To conserve species endemic to the Darién highlands, one option would be to extend Los Katíos National Park through the Serranía del Darién to the Panamanian border. However, we suggest that a conservation unit, besides including the Serranía del Darién, also should cover the better-preserved Central and Pacific serranías of Pirre and Jungurudó, and the adjacent massifs (Cerro Quía, Alturas de Nique, Altos de Aspavé, Cordillera de Juradó). These mountains harbour six endemics not known to occur in the Serranía del Darién, which has ten endemics confined to it (Fig. 8A). Protecting this area will also conserve high endemism at the subspecies level as the Darién avifauna includes at least 24 endemic subspecies, 21 of them mainly found above 600 m (Fig. 8B). However, endemism could be higher because this region is the contact zone for three well-differentiated lowland faunas, the Pacific coast, Darién and Sinú regions (Hatter 1959), and several endemic subspecies could potentially represent distinctive species (e.g. Basileuterus tristriatus tacarcunae; Donegan 2014). Finally, protection of the Darién could guarantee the conservation of one of the major congregatory zones for Nearctic migratory birds in the Americas (Bayly et al. 2014).

Figure 8.

Elevational and geographic distribution of 29 restricted-range species (A) and 24 restricted-range subspecies (B) in the Darién lowlands and highlands. Taxa ranges (horizontal bars) are ordered according to their elevational midpoint (black dots). Note that most taxon ranges are concentrated above 600 m as shown by the vertical dashed line. Taxon names are followed by one or more superscripts indicating geographic distribution. ¹Pacific: Serranía de Jungurudó, Cerro Sapo and Serranía de Majé. ²Central: Serranía de Pirré, Cerro Quía and Alturas de Nique. ³Caribbean: Serranía del Darién including Cerro Tacarcuna and Cerro Malí. Data from Wetmore (1965,1968,1973), Wetmore et al. (1984), Robbins et al. (1985), Hilty & Brown (1986), Ridgely & Gwynne (1989), Pearman (1993), Angehr & Christian (2000) and Angehr et al. (2004).
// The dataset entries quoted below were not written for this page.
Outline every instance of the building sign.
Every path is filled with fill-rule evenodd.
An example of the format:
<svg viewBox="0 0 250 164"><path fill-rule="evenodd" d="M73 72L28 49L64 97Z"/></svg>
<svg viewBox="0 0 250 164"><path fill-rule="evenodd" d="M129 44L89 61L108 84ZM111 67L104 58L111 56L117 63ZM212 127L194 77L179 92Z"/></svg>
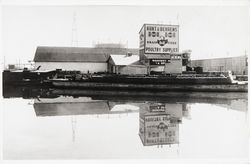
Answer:
<svg viewBox="0 0 250 164"><path fill-rule="evenodd" d="M165 112L166 107L165 104L159 104L159 105L150 105L149 106L150 112Z"/></svg>
<svg viewBox="0 0 250 164"><path fill-rule="evenodd" d="M150 65L165 65L170 63L169 59L150 59Z"/></svg>
<svg viewBox="0 0 250 164"><path fill-rule="evenodd" d="M144 44L145 44L145 31L144 31L144 26L141 28L140 35L139 35L139 49L144 49Z"/></svg>
<svg viewBox="0 0 250 164"><path fill-rule="evenodd" d="M140 49L142 48L146 54L178 52L179 26L145 24L140 31Z"/></svg>

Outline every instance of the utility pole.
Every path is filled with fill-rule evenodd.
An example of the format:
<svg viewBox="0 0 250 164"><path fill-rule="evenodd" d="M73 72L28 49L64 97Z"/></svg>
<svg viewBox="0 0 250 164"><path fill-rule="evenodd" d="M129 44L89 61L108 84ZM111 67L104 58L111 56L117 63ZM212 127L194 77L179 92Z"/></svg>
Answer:
<svg viewBox="0 0 250 164"><path fill-rule="evenodd" d="M72 22L71 46L72 47L78 46L77 23L76 23L76 13L75 12L73 15L73 22Z"/></svg>
<svg viewBox="0 0 250 164"><path fill-rule="evenodd" d="M72 22L71 46L78 47L77 24L76 24L76 13L75 12L73 15L73 22ZM74 116L74 115L71 116L72 142L75 142L76 123L77 123L76 116Z"/></svg>

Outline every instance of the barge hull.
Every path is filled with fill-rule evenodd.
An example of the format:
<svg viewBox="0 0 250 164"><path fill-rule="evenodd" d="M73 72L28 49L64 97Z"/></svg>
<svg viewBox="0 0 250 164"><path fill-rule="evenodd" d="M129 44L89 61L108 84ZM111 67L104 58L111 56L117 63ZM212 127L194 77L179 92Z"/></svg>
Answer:
<svg viewBox="0 0 250 164"><path fill-rule="evenodd" d="M194 92L247 92L247 84L217 84L217 85L188 85L188 84L123 84L123 83L93 83L74 81L54 81L57 88L80 88L99 90L133 90L133 91L194 91Z"/></svg>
Currently, the main threats to the Darién lowland and highland ecosystems are habitat loss and fragmentation due to cattle ranching and large-scale agriculture (e.g. banana plantations), which have accelerated in recent decades in Panama and Colombia (Rangel-C. 2004, Angehr et al. 2004, Sánchez-Cuervo & Aide 2013). Moreover, critical habitats for threatened species such as the Darién highlands could be especially vulnerable to climate change because of the small ranges and isolation of their endemic populations. Indeed, most of those species whose ‘climate envelope’ is projected to disappear in Colombia due to climate change are confined to isolated mountains or regions with well-defined geographic barriers. For example, in the Darién, optimal habitat for Violet-capped Hummingbird is projected to disappear by 2050 (Velásquez-Tibatá et al. 2013). We hope that this study will encourage further biological exploration of the region, and more importantly, draw the attention of environmental agencies and local conservationists as to the need for effective monitoring and implementation of conservation action in the Colombian Darién. Establishing a large bi-national protected area would represent a significant step towards the preservation of one of the most interesting biogeographical regions in the Neotropics (Haffer 1970).